En pantalla, Isabel fue más víctima que mujer fatal, una dama bien plantada, voluptuosa y algo ingenua, que parecía no tomar conciencia de lo que tenía ni de lo que despertaba, la pionera de un erotismo criollo que trataba de abrirse camino en un cine nacional tironeado entre estrellas de comedias ingenuas y heroínas problemáticas. Isabel le dio vuelo al instinto. Tuvo seguidores en toda América y desde sus desnudeces mostró sin querer los peores perfiles de una hombría que en sus películas se consumía entre excesos, cachetazos y babas.

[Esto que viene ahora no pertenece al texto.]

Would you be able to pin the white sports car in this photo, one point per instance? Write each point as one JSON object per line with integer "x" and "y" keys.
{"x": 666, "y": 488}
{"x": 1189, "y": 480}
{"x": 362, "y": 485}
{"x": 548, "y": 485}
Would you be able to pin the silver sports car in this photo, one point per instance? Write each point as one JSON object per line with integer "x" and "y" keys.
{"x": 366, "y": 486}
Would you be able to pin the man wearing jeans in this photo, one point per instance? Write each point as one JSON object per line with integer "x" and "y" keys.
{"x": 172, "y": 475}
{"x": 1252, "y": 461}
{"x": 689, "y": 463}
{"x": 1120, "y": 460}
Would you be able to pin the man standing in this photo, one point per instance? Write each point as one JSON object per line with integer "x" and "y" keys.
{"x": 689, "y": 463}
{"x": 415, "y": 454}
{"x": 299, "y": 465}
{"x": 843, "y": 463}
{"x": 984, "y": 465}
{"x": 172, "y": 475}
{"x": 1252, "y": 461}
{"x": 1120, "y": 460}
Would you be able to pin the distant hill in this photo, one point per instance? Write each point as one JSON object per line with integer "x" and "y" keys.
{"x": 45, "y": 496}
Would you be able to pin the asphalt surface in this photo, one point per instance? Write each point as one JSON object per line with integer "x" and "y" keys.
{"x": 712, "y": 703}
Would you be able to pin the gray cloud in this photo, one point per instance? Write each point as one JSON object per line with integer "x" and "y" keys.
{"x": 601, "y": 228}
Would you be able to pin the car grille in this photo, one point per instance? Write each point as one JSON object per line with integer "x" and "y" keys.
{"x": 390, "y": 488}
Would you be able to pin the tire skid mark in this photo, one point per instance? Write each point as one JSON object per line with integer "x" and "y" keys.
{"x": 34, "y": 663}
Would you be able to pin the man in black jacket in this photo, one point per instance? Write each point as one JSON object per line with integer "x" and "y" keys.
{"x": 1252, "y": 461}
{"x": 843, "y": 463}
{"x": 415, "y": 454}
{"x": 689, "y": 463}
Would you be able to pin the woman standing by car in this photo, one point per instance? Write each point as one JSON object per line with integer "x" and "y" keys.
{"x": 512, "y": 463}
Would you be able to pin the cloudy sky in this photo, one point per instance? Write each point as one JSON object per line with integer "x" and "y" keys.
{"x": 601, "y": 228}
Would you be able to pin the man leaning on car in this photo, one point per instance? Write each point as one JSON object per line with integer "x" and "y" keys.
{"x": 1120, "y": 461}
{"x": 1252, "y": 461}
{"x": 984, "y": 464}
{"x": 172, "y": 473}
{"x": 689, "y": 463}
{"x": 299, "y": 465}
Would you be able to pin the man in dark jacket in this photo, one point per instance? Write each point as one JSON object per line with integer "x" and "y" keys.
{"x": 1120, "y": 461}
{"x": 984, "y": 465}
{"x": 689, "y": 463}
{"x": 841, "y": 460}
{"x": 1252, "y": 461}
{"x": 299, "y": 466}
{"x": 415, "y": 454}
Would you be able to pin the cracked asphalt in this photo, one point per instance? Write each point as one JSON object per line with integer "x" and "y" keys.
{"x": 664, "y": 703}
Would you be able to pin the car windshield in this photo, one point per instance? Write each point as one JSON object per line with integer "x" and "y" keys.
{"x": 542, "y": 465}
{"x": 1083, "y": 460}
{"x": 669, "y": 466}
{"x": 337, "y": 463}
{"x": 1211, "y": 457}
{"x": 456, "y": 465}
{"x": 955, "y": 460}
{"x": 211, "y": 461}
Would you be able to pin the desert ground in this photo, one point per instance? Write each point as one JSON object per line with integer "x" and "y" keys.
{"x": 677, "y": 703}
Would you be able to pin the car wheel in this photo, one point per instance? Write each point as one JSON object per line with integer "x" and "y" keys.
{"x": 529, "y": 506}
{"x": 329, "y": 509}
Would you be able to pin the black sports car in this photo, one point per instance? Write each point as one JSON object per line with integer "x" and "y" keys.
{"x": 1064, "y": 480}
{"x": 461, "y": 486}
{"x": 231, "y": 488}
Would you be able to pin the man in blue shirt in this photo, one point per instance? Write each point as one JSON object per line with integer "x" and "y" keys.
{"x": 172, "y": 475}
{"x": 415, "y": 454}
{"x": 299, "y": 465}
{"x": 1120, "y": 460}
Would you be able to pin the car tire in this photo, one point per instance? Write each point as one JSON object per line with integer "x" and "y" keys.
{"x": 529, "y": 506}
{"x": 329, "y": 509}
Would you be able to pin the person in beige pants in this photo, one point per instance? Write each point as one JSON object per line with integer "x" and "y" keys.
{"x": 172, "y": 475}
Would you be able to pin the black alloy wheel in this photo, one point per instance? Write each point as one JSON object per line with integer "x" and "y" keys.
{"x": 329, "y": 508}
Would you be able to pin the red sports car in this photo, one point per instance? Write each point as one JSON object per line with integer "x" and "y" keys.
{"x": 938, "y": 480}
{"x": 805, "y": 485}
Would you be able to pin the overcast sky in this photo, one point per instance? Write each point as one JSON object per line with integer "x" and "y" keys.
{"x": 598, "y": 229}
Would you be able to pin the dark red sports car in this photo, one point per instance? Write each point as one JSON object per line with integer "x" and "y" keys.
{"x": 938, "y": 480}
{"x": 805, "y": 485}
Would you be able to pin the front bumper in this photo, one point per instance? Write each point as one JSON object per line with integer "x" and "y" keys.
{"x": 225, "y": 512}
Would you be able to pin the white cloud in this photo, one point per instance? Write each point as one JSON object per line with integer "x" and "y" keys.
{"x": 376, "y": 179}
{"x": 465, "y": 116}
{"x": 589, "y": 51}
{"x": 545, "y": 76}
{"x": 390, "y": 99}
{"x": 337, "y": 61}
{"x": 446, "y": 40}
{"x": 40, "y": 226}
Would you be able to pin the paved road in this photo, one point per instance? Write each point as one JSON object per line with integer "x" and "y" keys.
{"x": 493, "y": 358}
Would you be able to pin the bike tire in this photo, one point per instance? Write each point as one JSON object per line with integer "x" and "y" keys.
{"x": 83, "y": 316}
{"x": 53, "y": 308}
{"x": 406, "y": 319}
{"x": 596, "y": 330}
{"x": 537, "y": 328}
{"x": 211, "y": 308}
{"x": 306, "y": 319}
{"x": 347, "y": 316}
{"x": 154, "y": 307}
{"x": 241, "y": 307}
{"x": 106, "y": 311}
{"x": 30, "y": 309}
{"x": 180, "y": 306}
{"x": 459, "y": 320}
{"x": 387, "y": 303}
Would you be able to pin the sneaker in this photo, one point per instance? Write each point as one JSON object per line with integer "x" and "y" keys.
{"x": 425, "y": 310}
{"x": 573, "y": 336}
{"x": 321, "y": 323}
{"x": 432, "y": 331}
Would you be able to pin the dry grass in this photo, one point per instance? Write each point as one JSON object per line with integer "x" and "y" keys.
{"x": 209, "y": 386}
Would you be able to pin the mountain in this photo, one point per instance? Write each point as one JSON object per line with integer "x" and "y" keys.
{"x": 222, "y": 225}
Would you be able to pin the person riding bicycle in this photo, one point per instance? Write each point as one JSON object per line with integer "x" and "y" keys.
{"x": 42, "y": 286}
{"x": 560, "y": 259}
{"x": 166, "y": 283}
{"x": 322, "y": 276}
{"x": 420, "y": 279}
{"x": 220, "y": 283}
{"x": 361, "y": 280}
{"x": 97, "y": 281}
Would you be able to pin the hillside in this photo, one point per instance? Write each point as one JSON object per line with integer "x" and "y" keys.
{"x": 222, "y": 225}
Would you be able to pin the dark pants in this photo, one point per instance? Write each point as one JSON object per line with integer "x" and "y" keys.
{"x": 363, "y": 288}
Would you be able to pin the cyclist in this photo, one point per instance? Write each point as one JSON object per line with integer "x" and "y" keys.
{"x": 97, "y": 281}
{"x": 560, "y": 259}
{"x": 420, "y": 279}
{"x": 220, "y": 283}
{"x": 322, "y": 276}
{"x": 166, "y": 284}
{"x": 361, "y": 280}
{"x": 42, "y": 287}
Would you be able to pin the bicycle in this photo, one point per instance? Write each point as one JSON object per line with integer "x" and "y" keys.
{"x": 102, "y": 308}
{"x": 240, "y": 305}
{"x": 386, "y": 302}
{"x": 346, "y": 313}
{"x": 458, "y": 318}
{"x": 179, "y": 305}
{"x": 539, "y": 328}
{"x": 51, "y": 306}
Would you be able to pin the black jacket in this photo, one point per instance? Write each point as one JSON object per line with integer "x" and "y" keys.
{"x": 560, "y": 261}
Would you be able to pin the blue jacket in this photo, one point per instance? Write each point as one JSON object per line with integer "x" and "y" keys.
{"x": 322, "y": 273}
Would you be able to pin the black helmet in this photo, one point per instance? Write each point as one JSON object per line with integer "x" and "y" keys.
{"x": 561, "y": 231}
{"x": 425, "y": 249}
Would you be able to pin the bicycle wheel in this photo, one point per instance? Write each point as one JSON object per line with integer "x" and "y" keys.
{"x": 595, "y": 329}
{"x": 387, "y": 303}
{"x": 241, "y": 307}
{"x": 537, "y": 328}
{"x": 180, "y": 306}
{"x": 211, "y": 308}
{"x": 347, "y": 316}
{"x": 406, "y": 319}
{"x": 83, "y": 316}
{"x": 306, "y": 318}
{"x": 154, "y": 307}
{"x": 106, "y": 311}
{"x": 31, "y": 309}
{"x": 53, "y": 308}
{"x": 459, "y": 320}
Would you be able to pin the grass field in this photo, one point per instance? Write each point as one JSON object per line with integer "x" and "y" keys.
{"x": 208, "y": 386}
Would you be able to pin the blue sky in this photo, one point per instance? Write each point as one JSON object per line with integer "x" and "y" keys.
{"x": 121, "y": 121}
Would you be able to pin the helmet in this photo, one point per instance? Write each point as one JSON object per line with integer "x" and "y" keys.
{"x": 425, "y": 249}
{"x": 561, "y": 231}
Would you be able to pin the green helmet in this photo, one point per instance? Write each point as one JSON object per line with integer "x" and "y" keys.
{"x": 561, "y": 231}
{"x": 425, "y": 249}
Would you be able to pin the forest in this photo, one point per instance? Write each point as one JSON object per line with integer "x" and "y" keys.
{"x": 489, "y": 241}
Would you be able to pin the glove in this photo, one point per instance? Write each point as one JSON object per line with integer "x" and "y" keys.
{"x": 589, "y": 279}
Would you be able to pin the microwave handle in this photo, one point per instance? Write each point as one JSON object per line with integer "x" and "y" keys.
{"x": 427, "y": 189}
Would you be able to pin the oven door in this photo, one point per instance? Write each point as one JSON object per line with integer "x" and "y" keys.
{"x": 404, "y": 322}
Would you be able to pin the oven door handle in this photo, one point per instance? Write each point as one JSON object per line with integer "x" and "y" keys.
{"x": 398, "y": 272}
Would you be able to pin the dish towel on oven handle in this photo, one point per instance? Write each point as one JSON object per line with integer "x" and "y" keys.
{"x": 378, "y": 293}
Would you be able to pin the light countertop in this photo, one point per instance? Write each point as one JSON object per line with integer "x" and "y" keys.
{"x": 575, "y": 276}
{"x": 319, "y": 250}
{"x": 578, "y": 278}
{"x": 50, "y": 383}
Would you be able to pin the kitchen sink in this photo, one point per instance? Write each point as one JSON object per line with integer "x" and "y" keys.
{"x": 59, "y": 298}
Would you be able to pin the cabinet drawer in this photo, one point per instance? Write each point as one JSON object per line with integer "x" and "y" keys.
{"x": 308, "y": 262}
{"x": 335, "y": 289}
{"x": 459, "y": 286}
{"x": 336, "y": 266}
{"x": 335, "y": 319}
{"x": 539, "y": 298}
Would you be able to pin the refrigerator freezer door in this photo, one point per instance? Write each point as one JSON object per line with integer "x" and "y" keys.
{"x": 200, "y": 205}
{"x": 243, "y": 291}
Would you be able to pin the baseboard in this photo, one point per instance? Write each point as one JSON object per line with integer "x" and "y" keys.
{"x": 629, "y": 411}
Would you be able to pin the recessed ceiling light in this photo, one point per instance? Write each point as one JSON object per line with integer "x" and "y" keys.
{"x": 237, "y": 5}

Fue la actriz nacional que más se bañó en la pantalla de nuestro cine Roca, cuando la sala de la calle 1 apostaba al jadeo en continuado (ver aparte). Sus filmes dejan ver una mujer fatal, de estampa imponente, que no precisaba ni bisturí ni siliconas. Como actriz, era limitada, pero su silueta hacia innecesario cualquier argumento. Ella era una presencia que estaba más allá de los personajes. No actuaba. Armando no la necesitaba para eso. Con bikini o tapados de piel, como burrerita o mujer de intendente, Isabel estaba allí, invitando al pecado y la zozobra. Sus heroínas casi siempre vivían una pasión en entredicho que dejaba a su alrededor más penurias que goce. No necesitaba estar enterada del mundo, sus criaturas permanecían en ese limbo de desamparo y lujuria que crecía a pura lencería. Y en aquel tiempo, donde todo era pecaminoso, la Sarli desafiaba costumbres y censores desde su rol de mujer anhelada, pecaminosa, acosada y sufridora.
Y algo más. Lejos del set, fue una señora tímida y enamorada, una mujer de su casa que sólo deseaba estar junto a ese hombre que amaba. Fueron amantes oficiales, porque Armando jamás dejó a su familia y jamás la dejó a ella. Después, cuando Armando se fue, Isabel hizo su duelo entre recuerdos y silencios. Sin reclamar el buen lugar que se había ganado. Sin querer recuperar fama ni carteleras. Como si ese amor fuera tan grande que con su ausencia le bastaba.